Ройфе коротко, сухо рассмеялся.
– Пока не очень-то ясно, а? Но скоро станет. Короче. Тебя это, наверное, удивит, но я пробую писать книгу. Писатель я неважный. Одному мне не справиться. Чейз нашла тебя в интернете – она такая умница. Уже прочла половину твоих работ. И мы с ней кое-что придумали. Знаешь книги Оливера Сакса? “Человек, который принял жену за шляпу”? “Пробуждение”? По ней еще фильм знаменитый сняли с Де Ниро. “Антрополог на Марсе”?
– Я знаю работы Сакса и даже лично с ним встречался.
– Неужели? – Кустистые брови Ройфе недоверчиво подпрыгнули.
Нужно было ответить, представить доказательства.

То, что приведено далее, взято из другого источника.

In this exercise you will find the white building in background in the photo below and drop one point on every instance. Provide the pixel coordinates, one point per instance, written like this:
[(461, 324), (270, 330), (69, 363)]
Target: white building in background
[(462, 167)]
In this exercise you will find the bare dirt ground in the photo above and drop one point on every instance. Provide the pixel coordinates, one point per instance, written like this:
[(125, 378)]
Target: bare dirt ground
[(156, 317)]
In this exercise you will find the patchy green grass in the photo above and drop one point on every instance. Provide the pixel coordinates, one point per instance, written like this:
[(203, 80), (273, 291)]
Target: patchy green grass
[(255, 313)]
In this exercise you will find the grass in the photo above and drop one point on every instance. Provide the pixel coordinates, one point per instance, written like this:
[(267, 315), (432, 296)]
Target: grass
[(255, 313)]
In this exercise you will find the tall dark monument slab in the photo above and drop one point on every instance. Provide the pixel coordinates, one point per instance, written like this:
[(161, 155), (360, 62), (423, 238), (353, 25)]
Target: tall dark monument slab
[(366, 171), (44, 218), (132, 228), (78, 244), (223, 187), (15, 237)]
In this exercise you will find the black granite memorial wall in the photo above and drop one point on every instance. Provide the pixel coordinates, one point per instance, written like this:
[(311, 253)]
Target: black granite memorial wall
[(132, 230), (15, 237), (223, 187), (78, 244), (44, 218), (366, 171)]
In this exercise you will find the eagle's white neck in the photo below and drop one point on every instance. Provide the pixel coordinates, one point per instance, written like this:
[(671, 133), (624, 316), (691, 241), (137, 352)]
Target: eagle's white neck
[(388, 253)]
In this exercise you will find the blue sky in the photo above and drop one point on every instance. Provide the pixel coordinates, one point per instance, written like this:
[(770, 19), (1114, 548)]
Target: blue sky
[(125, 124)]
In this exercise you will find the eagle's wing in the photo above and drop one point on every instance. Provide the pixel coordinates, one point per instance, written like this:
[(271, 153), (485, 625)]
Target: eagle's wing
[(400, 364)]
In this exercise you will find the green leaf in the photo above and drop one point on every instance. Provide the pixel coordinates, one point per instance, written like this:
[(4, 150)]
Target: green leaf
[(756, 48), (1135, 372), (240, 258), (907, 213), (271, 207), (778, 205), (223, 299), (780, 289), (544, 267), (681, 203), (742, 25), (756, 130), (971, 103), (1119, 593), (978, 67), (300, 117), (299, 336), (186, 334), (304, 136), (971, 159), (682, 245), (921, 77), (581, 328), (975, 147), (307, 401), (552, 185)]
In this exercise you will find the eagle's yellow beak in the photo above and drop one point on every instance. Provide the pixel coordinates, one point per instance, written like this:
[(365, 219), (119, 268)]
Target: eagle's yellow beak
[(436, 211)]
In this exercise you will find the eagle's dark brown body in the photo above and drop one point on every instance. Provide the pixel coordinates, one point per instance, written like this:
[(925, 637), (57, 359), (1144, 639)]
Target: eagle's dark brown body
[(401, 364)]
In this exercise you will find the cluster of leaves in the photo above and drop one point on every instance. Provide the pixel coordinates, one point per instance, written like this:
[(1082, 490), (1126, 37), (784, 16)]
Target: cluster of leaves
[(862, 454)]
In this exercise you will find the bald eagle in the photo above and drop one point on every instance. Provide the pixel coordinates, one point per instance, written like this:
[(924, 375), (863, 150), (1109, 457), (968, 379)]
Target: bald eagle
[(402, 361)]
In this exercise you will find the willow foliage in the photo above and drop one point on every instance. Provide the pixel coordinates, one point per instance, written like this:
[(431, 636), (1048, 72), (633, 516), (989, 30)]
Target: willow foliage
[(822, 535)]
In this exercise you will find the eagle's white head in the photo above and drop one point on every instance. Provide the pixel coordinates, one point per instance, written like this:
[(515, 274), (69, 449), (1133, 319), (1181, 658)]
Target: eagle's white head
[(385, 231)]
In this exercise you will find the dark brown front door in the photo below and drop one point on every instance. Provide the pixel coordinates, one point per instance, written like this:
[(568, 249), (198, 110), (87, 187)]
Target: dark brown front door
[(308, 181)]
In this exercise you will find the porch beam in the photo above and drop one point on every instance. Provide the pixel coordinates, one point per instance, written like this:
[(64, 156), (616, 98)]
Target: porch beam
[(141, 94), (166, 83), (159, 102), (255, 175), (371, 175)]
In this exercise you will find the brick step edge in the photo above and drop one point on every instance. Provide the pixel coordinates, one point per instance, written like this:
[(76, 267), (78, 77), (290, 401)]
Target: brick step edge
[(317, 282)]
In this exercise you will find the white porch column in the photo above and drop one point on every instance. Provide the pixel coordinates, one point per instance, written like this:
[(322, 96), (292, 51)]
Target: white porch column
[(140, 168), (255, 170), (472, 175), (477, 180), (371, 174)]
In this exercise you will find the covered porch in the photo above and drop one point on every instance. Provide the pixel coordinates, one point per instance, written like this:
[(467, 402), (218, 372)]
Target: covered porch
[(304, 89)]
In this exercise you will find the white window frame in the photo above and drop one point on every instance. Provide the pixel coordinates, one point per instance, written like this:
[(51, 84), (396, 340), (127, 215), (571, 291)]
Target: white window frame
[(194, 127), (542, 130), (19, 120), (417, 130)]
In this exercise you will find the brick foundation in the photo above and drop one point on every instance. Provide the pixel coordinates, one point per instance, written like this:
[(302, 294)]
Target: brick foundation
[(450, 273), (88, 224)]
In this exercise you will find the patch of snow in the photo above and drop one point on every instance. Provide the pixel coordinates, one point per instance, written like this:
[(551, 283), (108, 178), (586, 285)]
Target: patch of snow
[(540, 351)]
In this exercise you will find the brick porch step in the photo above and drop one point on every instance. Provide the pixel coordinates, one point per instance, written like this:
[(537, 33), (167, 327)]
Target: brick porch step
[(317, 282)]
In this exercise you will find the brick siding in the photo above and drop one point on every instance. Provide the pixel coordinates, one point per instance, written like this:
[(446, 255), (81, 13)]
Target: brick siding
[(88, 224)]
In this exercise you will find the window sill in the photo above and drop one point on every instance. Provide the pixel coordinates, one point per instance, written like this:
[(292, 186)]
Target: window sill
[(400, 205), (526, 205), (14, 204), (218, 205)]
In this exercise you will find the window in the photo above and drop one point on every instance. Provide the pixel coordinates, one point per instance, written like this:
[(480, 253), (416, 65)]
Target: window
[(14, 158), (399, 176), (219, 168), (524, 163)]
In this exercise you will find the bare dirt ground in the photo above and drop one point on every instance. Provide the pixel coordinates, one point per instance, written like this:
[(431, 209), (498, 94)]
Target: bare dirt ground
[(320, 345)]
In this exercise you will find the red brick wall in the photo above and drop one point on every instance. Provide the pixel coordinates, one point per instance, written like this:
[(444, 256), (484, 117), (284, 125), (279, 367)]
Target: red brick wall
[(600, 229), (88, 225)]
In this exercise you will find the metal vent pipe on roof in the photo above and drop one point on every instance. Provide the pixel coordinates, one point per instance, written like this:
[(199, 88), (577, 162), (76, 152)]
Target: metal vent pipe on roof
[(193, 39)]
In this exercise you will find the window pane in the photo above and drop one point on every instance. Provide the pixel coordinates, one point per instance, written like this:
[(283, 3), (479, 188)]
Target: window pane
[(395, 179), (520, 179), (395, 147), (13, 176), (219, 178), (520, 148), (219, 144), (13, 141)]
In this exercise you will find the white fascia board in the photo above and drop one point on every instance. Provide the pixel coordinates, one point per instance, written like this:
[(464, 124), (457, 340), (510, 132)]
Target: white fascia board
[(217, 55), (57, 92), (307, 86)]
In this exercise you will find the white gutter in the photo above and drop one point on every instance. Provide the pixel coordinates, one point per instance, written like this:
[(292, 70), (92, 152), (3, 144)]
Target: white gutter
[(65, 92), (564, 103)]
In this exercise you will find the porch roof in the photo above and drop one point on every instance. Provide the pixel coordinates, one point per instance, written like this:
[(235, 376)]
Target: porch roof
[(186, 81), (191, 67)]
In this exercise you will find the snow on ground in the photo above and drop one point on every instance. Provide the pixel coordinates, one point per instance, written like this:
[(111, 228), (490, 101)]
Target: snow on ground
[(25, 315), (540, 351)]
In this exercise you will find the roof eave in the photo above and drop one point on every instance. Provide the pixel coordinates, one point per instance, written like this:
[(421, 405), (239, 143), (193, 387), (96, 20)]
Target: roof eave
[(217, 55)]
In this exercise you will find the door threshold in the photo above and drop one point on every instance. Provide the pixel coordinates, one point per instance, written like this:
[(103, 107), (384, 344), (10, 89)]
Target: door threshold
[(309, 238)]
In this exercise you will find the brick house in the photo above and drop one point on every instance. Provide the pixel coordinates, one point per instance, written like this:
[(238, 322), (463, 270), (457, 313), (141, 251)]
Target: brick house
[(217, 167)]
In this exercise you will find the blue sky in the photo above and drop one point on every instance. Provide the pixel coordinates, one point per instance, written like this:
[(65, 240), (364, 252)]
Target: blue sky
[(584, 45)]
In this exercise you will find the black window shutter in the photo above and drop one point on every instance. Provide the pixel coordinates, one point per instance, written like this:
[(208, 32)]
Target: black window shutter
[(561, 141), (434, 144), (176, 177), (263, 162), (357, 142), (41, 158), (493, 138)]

– Ну да. У Сакса загадочная патология – нарушение терморегуляции. Ему всегда жарко. В ресторанах, например, не может сидеть, выходит постоять на улице. Поэтому он любит купаться в холодных горных озерах. Сейчас готовлю к публикации интервью с ним. А еще у него странная обувь.
Натану тут же стало совестно, что он наболтал про Сакса, про проблемы с терморегуляцией. Он не соврал, но все это отдавало отчаянным желанием произвести впечатление.